Wednesday, 20 April 2011

News - 700 years of hallmarking history could go in red tape bonfire (Sheffield)

All gold, silver, platinum and palladium sold in Britain – whether made in the country or imported – must carry a hallmark, a tiny stamp that proves it is contains the correct amount of the precious metal and giving details of its manufacturer and the date it was made. 

The symbols are crucial guide for antique dealers and thousands of amateur collectors, who can find out whether their supposed priceless Georgian coffee pot is the genuine article or a modern replica.
However, hallmarking and the hundreds "assayers" – the independent experts who authenticate and test the metals – could potentially be scrapped as part of a Government scheme to axe as much red-tape as possible. No longer will the experts on the Antiques Roadshow be able to get out their magnifying glass to discover, from the symbols alone, that someone's battered silver salver is a museum piece. 

The Department for Business insisted it is merely seeking views from people about what rules and regulations on Britain's statue book are useful, and which can be culled as part of its Red Tape Challenge, adding that no formal consultation had even started. 

But hallmarking is highlighted as one of the first areas to be examined for simplification and one of the questions in the section says: "Should they be scrapped altogether?". Jewellery makers up and down the country as well as assay offices have expressed horror that such ancient legislation, which has inspired countless amateur antique collectors as well as protected consumers from fraud, is even being considered for the scrap-heap. 

Michael Allchin, the chief executive the Birmingham Assay Office, the biggest of the country's four centres of authentication which stamps 13 million items of gold in a busy year, said: "Hallmarking is paid for by the industry. It's not civil servants doing the job, we're not a burden on the taxpayer. 

"A hallmark is essential for consumers to make sure they are not ripped off. If your wedding ring says 750 that means it is 750 per 1000 parts pure gold, or 18 carat. No more no less." 

He added that it was more important than ever before, with gold at a record price and more people interested in the investment value – and the resale value – to ensure consumers had confidence in the market.
Barry Stevenson, the chief executive of pawnbroker Albemarle Bond, said: "While those in the jewellery industry have sophisticated methods of testing metals, including acid scratch tests, the general public depends on hallmarks, and scrapping them could prove disastrous by creating extra confusion around what is and isn't precious metal. 
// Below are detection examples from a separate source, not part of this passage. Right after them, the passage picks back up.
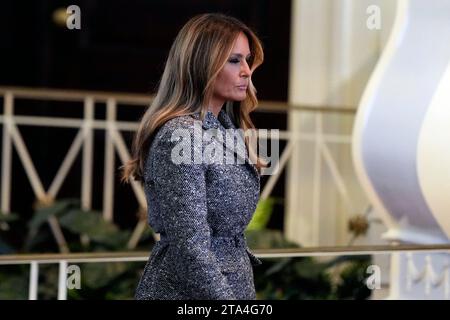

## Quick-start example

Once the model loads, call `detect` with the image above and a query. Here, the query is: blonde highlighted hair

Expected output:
[120,13,265,182]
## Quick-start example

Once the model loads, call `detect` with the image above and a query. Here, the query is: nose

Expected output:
[240,59,252,78]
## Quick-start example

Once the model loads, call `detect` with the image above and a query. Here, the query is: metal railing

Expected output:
[0,245,450,300]
[0,87,358,252]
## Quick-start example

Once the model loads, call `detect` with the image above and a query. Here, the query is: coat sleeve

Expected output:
[151,123,236,300]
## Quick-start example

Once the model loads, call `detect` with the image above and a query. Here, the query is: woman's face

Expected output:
[213,32,252,103]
"The company is concerned that any move that produces confusion about precious metals could create a market for unscrupulous buyers and sellers of jewellery who wish to mislead consumers on the value of items or pass off non-precious jewellery as the real thing." 

Hallmarking has been on the statute book since 1300, with the Company of Goldsmiths given a charter in 1327 to assay silver and gold. The metal was weighed and stamped at its offices at Goldsmiths' Hall, giving rise to the term hallmark. There are four assay offices: London, Birmingham, Sheffield and Edinburgh, each with their own distinctive symbols, with London marking with a leopard's head, for instance and Birmingham using the anchor. 

A Department for Business spokesman said that they were not picking on hallmarking, it was just one of the 21,895 statuary instruments and the Government was determined to trim some. 

He added: "The Red tape challenge campaign is a powerful new tool for the public to have their say about the red tape that they deal with every day. 

"We want the public to tell us what they think about the more than 21,000 regulations that are on the statute book. Some of these regulations will be vital to protect consumers or employees, but others will be badly enforced or just plain obsolete; putting an unnecessary burden on the businesses that should be focusing on growing their businesses.